Conductor is a durable execution engine for distributed workflows and durable agents. Every workflow execution is persisted at every step, survives infrastructure failures, and guarantees at-least-once task delivery. This durable execution model means your workflows and agents never lose progress. This page defines exactly what that means.

What persists

When a workflow executes, Conductor persists:

  • The workflow definition snapshot used for this execution (immutable after start).
  • The workflow state: status, input, output, correlation ID, and variables.
  • Every task execution: status, input, output, timestamps, retry count, and worker ID.
  • The task queue state: which tasks are scheduled, in progress, or completed.

All state is written to the configured persistence store (Redis, PostgreSQL, MySQL, or Cassandra) before the next step proceeds. If the server restarts, execution resumes from the last persisted state.

Task delivery guarantees

Conductor provides at-least-once delivery for all tasks:

  • When a task is scheduled, it is placed in a persistent task queue.
  • A worker polls for the task and receives it. The task moves to IN_PROGRESS.
  • If the worker completes the task, it reports COMPLETED and Conductor advances the workflow.
  • If the worker fails or crashes, the task is redelivered based on the retry and timeout configuration.

A task is never silently lost. If a worker polls a task but never responds, the response timeout triggers redelivery.

Failure matrix

Here is exactly what happens in each failure scenario:

Scenario What Conductor does Outcome
Worker crashes after poll, before any work Response timeout fires. Task returns to SCHEDULED. New worker picks it up. Task is retried automatically. No data loss.
Worker crashes after side effect, before completion update Response timeout fires. Task is redelivered to another worker. Task executes again. Workers must be idempotent for side effects, or use the task's updateTime to detect redelivery.
Worker reports FAILED Conductor creates a new task execution based on retry configuration (retryCount, retryDelaySeconds, retryLogic). Retried up to the configured limit. After exhaustion, task moves to FAILED and the workflow's failure handling kicks in.
Worker reports FAILED_WITH_TERMINAL_ERROR No retry. Task is terminal.
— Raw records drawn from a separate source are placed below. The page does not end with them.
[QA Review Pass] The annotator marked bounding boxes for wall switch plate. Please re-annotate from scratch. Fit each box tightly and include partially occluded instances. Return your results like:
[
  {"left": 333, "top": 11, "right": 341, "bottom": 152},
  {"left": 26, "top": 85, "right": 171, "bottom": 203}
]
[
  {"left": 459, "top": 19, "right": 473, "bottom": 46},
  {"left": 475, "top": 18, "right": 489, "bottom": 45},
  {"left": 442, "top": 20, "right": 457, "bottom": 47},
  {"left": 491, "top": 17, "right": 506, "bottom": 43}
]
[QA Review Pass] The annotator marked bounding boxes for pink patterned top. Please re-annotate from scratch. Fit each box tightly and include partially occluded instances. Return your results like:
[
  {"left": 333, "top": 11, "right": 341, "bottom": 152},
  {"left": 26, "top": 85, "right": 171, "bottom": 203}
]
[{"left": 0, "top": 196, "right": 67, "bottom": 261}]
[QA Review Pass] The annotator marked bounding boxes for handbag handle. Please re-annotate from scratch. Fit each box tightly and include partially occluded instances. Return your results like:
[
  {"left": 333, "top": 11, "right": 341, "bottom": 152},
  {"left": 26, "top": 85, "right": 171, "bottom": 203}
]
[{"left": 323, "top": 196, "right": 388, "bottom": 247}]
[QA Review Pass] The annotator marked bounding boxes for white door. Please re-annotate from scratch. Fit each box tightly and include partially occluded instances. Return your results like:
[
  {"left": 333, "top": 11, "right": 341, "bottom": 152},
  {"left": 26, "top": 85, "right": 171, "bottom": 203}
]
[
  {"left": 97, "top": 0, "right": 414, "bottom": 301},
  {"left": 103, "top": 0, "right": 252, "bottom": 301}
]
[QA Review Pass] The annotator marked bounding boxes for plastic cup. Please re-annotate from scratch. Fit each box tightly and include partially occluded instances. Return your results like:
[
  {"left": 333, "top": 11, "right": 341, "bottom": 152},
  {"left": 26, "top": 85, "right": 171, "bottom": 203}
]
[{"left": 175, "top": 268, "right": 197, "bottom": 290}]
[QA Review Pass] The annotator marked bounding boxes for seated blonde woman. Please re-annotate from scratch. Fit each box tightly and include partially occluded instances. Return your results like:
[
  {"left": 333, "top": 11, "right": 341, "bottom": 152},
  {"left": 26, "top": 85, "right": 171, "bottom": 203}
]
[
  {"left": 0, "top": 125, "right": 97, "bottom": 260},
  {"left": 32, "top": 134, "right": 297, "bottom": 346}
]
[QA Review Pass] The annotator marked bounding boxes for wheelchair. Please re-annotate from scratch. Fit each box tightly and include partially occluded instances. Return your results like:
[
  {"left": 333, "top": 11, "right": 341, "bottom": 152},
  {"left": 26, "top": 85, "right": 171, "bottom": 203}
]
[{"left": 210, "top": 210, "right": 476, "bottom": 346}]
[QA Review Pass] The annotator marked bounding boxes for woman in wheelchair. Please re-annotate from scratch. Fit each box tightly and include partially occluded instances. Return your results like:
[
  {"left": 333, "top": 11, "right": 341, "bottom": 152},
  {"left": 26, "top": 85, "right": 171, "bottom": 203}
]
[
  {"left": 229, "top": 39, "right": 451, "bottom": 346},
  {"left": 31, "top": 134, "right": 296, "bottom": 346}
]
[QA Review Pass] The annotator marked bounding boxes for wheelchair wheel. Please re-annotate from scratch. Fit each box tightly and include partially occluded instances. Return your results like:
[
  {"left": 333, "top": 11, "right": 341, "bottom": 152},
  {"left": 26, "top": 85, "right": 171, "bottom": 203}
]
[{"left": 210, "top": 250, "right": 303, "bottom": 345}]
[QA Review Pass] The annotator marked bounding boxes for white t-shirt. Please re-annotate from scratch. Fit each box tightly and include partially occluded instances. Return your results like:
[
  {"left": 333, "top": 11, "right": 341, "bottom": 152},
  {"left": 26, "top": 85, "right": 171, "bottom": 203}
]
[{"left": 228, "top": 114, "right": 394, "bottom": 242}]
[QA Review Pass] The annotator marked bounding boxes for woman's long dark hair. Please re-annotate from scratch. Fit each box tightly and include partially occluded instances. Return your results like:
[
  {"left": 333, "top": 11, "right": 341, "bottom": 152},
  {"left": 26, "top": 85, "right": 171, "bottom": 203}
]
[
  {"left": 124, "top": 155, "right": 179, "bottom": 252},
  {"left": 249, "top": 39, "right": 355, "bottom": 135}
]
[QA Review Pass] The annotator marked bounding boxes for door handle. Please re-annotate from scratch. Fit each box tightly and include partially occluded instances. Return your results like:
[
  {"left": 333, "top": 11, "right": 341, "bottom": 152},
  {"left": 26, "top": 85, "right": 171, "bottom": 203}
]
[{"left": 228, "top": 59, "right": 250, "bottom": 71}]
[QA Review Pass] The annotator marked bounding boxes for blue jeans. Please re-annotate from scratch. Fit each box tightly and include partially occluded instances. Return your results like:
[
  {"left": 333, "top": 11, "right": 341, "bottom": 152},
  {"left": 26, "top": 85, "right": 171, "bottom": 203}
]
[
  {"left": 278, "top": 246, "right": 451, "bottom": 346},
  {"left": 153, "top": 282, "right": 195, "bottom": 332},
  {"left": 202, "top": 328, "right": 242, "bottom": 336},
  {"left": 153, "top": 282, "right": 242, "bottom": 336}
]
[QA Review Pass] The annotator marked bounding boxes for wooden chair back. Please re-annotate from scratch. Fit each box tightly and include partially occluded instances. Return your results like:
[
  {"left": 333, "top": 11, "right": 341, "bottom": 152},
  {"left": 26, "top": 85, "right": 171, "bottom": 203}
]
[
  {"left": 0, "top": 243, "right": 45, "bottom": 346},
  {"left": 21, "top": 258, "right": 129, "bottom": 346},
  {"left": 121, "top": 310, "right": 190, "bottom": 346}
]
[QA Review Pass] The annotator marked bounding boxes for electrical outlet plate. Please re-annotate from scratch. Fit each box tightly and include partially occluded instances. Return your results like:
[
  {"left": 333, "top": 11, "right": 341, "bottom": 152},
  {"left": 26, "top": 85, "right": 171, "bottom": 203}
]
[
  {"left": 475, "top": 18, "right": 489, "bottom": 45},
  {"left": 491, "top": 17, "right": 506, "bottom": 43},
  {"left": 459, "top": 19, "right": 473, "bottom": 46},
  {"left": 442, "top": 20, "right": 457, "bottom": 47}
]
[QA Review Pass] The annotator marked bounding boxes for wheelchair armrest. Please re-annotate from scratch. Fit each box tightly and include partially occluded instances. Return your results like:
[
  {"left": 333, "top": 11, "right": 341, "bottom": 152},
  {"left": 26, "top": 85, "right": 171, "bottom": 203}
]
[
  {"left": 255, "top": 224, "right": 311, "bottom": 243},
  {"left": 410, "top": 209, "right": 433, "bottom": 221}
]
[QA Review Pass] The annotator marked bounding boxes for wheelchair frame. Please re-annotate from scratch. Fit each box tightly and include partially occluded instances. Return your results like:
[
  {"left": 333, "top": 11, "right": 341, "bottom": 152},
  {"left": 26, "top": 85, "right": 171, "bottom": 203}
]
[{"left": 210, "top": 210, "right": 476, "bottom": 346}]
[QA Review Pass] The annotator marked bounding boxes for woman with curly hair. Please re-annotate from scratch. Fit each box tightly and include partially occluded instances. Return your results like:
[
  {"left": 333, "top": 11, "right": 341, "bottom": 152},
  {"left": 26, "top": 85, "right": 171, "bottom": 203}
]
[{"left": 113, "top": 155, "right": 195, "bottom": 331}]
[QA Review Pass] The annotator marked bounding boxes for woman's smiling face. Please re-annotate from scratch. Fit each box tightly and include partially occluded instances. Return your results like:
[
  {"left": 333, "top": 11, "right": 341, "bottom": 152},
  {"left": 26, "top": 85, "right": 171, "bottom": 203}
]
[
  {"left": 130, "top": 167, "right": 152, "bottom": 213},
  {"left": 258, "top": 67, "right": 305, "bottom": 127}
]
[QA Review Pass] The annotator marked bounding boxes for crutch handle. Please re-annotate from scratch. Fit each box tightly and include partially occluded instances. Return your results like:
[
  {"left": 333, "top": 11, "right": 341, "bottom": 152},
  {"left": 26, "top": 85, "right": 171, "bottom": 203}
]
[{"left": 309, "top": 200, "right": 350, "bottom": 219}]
Workflow fails or executes the configured failureWorkflow.
Server restarts during workflow execution On restart, the sweeper service picks up in-progress workflows from persistent storage and re-evaluates them. Execution resumes from the last persisted state. No manual intervention needed.
Long wait across deploys WAIT and HUMAN tasks remain IN_PROGRESS in persistent storage. The timer or signal resolution is durable. When the duration elapses or signal arrives (even days later, after multiple deploys), the task completes and the workflow advances.
Signal/webhook arrives for a paused workflow The Task Update API or event handler sets the WAIT/HUMAN task to COMPLETED with the provided output. Workflow resumes immediately with the signal payload available as task output.
Workflow definition updated while executions are running Running executions continue using the snapshot of the definition taken at start time. New executions use the updated definition. No running execution is affected by definition changes. Zero-downtime upgrades.
Workflow version deleted while executions are running Running executions are decoupled from the metadata store. They continue using their embedded definition snapshot. Existing executions complete normally. Only new starts are affected.
Network partition between worker and server Worker's updates don't reach the server. Response timeout fires, task is requeued. After partition heals, a new worker (or the same one) picks up the task.

Task state transitions

Every task follows this state machine:

SCHEDULED ──→ IN_PROGRESS ──→ COMPLETED
     │              │
     │              ├──→ FAILED ──→ SCHEDULED (retry)
     │              │
     │              ├──→ FAILED_WITH_TERMINAL_ERROR
     │              │
     │              └──→ TIMED_OUT ──→ SCHEDULED (retry)
     └──→ CANCELED (workflow terminated)

Terminal states: COMPLETED, FAILED (after retries exhausted), FAILED_WITH_TERMINAL_ERROR, CANCELED, COMPLETED_WITH_ERRORS (optional tasks).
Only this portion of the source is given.